High-quality yet accessible fare

Sang sought to showcase her people’s food at a lower price point. Sujan Sarkar, the chef/partner of Indienne, which was just named one of Bon Appetit’s best new restaurants of 2023, always aimed to present classic Indian dishes with a modern twist at a more accessible price. When Indienne opened in late 2022, Sarkar offered vegetarian- and non-vegetarian tasting menus for $80 and $90, respectively (inflation has caused costs to rise to $110 and $120). The beautifully plated six-course dinners change seasonally with ingredients such as passion fruit pani puri with a buckwheat tart and green apple; chanterelle mushroom kebab in a parmesan yakhni with truffle and walnut; and roast scallop with squid sofrito and malai curry.

“The cuisine is different, the flavors are different, and how we do things is different,” Sarkar said. “It’s high-quality food backed by creativity, but the fundamental of any restaurant, your price point has to be affordable.”

A lower price and come-as-you-are ethos also helps destigmatize the formality of a tasting menu, even if it still uses luxe ingredients like crab, caviar, wagyu and oysters, which is what happens at Valhalla inside Time Out Market Chicago

“We want to be the anti-fine dining restaurant,” said Valhalla chef/owner Stephen Gillanders. “Not to challenge it or stick it to the man, but as a person who loves going out to eat, tasting menus can set expectations unnecessarily. Sometimes at Valhalla, this is the first time someone is having a tasting menu and this environment peels away feelings of discomfort.” 

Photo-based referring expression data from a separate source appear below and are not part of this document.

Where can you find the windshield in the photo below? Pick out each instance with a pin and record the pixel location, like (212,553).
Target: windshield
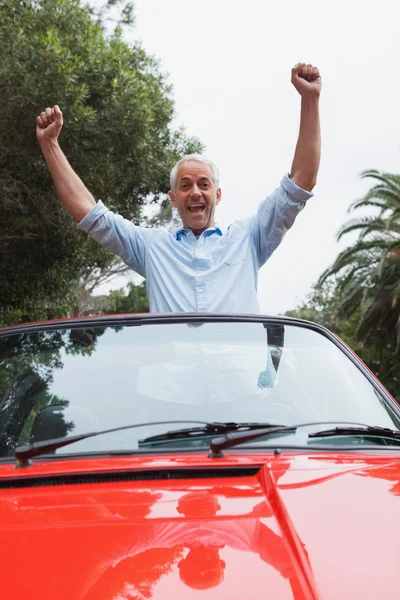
(66,382)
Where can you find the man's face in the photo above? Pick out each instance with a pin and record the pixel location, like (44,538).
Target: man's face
(196,196)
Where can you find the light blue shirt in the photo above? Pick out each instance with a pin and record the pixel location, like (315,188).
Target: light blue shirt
(217,272)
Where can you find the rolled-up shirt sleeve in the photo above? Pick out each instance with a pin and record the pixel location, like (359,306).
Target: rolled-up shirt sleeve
(275,216)
(117,234)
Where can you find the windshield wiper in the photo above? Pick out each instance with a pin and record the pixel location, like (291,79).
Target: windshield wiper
(366,431)
(23,454)
(234,439)
(207,430)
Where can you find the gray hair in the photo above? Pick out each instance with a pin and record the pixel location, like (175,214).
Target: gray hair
(198,158)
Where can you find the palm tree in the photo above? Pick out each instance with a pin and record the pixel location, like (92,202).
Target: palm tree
(368,271)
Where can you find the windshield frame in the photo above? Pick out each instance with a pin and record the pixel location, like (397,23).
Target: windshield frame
(200,318)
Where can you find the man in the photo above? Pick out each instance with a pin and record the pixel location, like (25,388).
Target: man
(198,268)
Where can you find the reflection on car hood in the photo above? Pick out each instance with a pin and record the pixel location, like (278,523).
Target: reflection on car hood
(292,526)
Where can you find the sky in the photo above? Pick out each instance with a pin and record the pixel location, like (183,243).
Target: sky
(230,64)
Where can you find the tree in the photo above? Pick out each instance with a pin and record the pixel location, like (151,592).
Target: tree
(370,268)
(118,135)
(358,297)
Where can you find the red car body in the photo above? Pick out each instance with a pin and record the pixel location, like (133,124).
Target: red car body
(257,523)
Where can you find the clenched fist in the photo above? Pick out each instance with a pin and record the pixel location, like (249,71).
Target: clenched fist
(306,79)
(49,124)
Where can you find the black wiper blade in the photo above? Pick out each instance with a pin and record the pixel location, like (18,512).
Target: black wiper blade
(209,429)
(367,431)
(241,437)
(23,454)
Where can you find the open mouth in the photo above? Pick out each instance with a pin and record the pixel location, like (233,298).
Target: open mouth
(196,208)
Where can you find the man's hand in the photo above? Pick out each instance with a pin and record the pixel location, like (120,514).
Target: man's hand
(49,124)
(72,191)
(306,79)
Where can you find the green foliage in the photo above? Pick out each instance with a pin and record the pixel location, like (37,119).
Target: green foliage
(117,135)
(358,297)
(323,306)
(133,301)
(369,269)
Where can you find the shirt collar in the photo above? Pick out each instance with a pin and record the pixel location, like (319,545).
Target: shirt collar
(215,228)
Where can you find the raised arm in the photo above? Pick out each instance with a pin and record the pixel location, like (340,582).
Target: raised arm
(307,81)
(71,189)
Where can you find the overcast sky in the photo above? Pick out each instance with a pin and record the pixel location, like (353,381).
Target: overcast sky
(229,64)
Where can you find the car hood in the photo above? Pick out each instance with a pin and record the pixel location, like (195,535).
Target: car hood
(300,526)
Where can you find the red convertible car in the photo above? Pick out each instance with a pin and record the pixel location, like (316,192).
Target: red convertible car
(194,456)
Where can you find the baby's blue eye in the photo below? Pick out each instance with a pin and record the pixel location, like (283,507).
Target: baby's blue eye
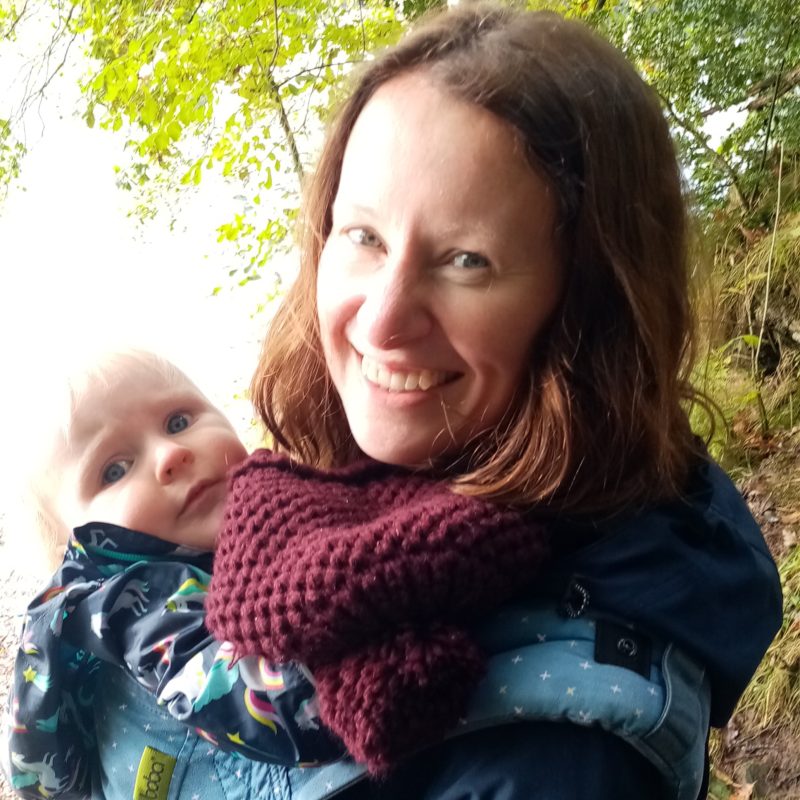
(177,423)
(115,472)
(471,260)
(364,237)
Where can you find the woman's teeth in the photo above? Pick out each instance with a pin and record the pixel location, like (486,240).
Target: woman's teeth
(399,381)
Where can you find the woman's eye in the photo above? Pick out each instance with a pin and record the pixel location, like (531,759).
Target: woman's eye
(177,423)
(115,471)
(364,237)
(470,261)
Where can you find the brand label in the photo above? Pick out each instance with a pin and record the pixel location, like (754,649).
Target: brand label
(154,775)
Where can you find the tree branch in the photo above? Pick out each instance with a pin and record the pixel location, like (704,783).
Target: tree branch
(10,32)
(317,68)
(762,92)
(702,140)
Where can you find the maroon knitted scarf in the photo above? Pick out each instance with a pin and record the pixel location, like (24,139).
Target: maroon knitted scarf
(367,575)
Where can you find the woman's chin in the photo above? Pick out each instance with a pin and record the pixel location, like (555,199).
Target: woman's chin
(402,451)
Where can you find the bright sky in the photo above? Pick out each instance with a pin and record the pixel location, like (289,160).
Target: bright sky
(77,273)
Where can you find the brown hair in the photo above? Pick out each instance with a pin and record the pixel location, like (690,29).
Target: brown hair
(599,424)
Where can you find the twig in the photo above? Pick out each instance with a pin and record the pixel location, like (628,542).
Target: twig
(16,21)
(277,37)
(316,68)
(771,255)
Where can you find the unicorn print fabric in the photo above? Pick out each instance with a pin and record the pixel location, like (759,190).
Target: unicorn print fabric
(128,606)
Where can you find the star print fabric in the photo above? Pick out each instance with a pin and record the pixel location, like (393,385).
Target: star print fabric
(124,602)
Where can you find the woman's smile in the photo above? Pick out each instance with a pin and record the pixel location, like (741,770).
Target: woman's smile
(397,379)
(440,270)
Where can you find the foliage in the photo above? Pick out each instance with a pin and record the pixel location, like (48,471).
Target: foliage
(773,696)
(705,57)
(233,86)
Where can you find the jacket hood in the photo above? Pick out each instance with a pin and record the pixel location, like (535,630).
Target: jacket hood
(695,571)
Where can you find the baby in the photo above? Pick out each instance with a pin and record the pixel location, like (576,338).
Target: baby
(134,488)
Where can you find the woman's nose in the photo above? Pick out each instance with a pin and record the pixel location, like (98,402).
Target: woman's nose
(171,459)
(395,311)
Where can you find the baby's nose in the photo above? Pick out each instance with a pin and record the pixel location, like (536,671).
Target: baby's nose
(172,459)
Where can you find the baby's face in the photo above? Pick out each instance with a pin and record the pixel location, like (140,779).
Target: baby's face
(149,454)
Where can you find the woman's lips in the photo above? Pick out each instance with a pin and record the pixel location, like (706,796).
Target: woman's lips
(397,380)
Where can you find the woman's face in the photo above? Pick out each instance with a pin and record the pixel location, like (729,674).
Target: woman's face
(440,269)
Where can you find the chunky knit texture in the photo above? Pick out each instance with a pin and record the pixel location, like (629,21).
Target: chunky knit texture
(366,574)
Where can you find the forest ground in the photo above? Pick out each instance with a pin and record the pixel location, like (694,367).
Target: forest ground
(752,763)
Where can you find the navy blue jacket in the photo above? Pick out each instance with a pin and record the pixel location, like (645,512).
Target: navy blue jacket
(695,571)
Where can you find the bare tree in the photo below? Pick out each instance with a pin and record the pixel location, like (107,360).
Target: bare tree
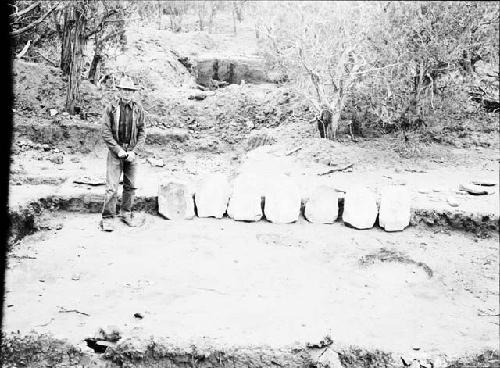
(78,15)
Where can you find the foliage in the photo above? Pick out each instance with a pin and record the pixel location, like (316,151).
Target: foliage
(391,65)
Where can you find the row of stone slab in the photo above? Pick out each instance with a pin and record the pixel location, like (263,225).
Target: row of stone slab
(214,198)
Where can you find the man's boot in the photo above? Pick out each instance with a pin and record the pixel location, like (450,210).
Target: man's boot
(107,224)
(131,220)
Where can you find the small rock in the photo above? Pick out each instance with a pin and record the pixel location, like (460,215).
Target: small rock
(360,208)
(394,213)
(245,200)
(322,206)
(452,201)
(330,359)
(484,182)
(57,158)
(175,200)
(475,189)
(282,203)
(110,333)
(212,196)
(155,162)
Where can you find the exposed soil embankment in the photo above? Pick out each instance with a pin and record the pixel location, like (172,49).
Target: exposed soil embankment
(43,350)
(25,218)
(85,137)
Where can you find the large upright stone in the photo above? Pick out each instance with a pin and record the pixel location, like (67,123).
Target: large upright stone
(212,196)
(322,206)
(360,208)
(175,200)
(394,213)
(282,204)
(245,201)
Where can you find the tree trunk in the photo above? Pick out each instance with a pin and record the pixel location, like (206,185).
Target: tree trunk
(66,40)
(234,17)
(93,66)
(77,47)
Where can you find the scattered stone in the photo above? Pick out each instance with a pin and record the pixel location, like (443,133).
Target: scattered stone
(394,213)
(155,162)
(212,196)
(329,359)
(360,208)
(175,200)
(89,181)
(452,201)
(322,206)
(475,189)
(57,158)
(201,95)
(110,333)
(245,201)
(484,182)
(283,201)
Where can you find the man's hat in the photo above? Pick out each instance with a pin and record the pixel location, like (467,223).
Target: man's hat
(127,83)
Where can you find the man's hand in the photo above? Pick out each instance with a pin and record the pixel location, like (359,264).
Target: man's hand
(122,154)
(131,156)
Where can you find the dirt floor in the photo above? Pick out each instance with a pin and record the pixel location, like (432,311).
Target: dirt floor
(228,283)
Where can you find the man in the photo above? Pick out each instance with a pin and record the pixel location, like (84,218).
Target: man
(124,133)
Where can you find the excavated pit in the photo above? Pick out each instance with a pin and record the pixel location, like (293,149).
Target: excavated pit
(221,293)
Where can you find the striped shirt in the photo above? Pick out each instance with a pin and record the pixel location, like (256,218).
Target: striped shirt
(125,125)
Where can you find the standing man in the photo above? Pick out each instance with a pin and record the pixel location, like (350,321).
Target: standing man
(124,133)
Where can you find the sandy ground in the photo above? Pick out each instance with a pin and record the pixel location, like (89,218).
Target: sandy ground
(260,283)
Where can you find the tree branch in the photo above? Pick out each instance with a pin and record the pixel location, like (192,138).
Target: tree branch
(24,50)
(35,23)
(24,11)
(314,77)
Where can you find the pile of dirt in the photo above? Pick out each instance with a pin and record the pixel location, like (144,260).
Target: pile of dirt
(150,61)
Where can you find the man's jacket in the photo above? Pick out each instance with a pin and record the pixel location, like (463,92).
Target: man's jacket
(111,121)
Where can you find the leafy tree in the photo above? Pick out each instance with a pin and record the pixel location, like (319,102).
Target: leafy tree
(322,49)
(435,46)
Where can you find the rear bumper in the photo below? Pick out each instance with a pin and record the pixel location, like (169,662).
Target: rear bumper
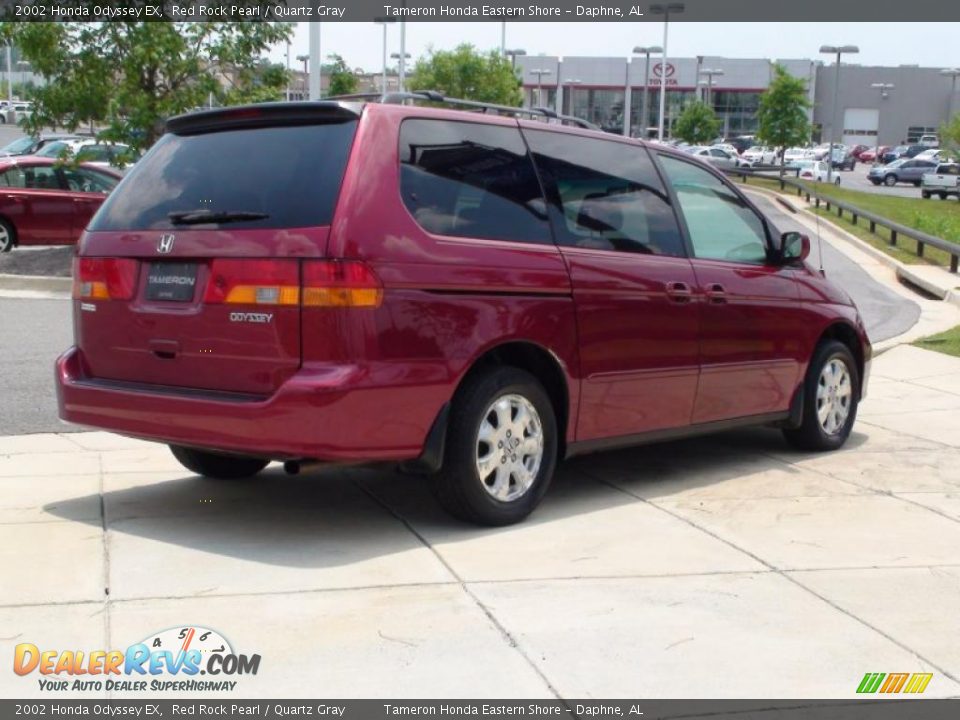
(330,412)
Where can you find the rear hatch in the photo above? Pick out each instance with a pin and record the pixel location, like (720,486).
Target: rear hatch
(190,274)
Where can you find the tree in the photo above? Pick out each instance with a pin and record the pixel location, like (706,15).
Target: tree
(467,73)
(134,75)
(782,116)
(342,79)
(698,124)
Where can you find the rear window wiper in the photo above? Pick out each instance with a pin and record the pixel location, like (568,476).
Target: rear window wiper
(199,217)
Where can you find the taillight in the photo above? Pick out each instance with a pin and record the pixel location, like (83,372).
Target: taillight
(104,278)
(254,282)
(340,283)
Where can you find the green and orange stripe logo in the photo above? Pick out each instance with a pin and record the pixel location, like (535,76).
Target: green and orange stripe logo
(914,683)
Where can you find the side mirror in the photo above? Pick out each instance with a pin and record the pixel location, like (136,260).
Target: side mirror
(794,247)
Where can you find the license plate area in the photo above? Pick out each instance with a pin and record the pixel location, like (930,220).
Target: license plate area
(171,282)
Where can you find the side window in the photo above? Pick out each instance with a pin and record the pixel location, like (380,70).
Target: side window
(471,180)
(721,225)
(41,177)
(605,195)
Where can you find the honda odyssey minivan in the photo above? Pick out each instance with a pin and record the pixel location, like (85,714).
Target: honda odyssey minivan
(474,296)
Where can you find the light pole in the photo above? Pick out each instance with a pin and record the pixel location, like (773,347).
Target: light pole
(884,89)
(837,50)
(644,113)
(710,74)
(951,73)
(384,21)
(665,10)
(540,72)
(401,58)
(568,82)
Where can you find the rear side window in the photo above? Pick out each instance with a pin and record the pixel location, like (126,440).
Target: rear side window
(290,174)
(605,195)
(471,180)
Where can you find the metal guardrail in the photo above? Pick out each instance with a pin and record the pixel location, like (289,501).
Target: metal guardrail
(856,214)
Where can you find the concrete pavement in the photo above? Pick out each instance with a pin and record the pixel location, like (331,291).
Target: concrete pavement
(729,566)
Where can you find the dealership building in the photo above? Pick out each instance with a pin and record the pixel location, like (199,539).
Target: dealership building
(610,93)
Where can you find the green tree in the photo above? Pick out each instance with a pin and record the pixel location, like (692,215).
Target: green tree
(342,79)
(467,73)
(782,117)
(134,75)
(698,124)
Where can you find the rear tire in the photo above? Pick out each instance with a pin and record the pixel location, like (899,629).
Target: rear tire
(831,394)
(501,449)
(217,465)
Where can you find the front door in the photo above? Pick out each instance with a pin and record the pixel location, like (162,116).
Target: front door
(632,283)
(751,318)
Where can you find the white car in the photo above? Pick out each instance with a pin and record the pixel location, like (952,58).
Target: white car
(758,155)
(816,170)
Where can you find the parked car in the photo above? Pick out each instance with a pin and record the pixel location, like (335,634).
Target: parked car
(943,181)
(716,156)
(42,203)
(522,293)
(816,170)
(758,155)
(902,170)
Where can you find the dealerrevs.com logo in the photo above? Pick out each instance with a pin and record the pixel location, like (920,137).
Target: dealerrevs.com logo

A man in a gray apron stands at a counter and plates a dish using chopsticks
Photograph: Jaclyn RivasChef Stephen Gillanders.

The trend looking forward

This trend toward high-quality, more approachable, and seemingly more affordable tasting menus doesn’t seem to be slowing down. Michelin-starred Galit changed from a la carte menu to its current $88 per person, “choose your own adventure,” family-style menu. With its nine-course, $85 menus, Maman Zari recently opened as Chicago’s first-even Persian tasting concept. And Swift & Sons just introduced a $115 per person, six-course tasting menu that offers a range of what a steakhouse features: Caviar-topped smoked potato; citrus-cured snapper crudo; roasted scallop with corn veloute; and a wagyu strip steak with bone marrow bordelaise. 

When he re-introduces his Sueños concept in early 2024, chef Stephen Sandoval will offer 10 to 12 dishes over five courses for $115. His food was a hit at his Soho House Chicago pop-up and is now split between West Town’s Diego, a nod to Baja street food, and Entre Sueños, his upcoming “Baja Med” tasting menu spot next door that emulates the elevated rusticity of Baja wine country. And Sandoval will combine all the elements—colorful decor in a casual, romantic setting; fun communal dining; and elevated food backed by stories and culture—reflected by many of these newer tasting menu experiences.

“It just makes it more fun not having to be so serious and stuffy,” he said.

Stephen Sandoval
Photograph: ProvidedStephen Sandoval.

So whether this is all to offer quality fare and experiences to more people or to let chefs open the doors to more creativity and experimentation, it really all comes down to how people want to spend a night out—and how they want to spend their money.

“It’s not that we need more tasting menus,” Mohajir said. “We need more authentic experiences.”